Many people, feeling unable to “be the bad guy” and force the issue, opt to take care of their aging relatives rather than push them into assisted living or get them diagnosed. They decide to provide care either by visiting them often, moving into their loved one’s home, or moving the loved one in with them.

The problem is that aging-related health difficulties get worse, not better, especially without professional intervention. Sooner or later, you won’t be able to keep up. Out of forgetfulness or stubbornness (or both), people who struggle with dementia miss medical appointments, lapse on bill payments, and eventually behave in self-destructive ways.

It’s extremely important not to keep emergencies or serious health issues “in the family.” If someone falls, passes out, or suffers even a minor injury, it’s not a betrayal to call emergency services instead of helping out yourself. This can result in diagnoses for conditions even you may not have known about.

The fact is that the more you try and take on the difficulties of care, in order to avoid ugly conversations about power of attorney, loss of driving license, and assisted living, the more you enable an unhealthy and dangerous lifestyle.
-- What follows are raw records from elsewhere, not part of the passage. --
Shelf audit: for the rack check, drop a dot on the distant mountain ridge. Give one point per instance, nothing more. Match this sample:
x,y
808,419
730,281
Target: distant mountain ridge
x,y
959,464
Don’t let guilt limit your choices when it comes to providing care for your family. Running yourself ragged just to enable a continuation of dangerous living conditions doesn’t help anyone.

In the end, it might not even be as disruptive as forcing someone to leave their home. Health technology is improving all the time, and a greater number of people are able to age in place thanks to remote monitoring technology, along with regular caregiver visits.
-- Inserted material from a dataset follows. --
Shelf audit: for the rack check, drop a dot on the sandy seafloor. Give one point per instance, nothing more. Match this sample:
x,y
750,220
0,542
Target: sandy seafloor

Sometimes, the only solution is outside help

If you’re sick of reading articles about “taking time for yourself” because they’re unhelpful when you have no time in the first place, that may be a sign that it’s time to ask for help. Time is a luxury that some people just don’t have. But living that way, with no time for yourself, is unsustainable. Eventually, it all comes crashing down and you and your loved ones get hurt.

Caregivers need a number of tools to function effectively: legal tools, enough medical know-how to help administer medication, and perspective about one’s own emotional health, to name a few. To succeed, caregivers need a support network that can help provide them with these tools.

In my experience, the only real solution for people whose lives are dominated by caregiving is to seek help. That help can come in many forms — just remember it’s not a failure to ask.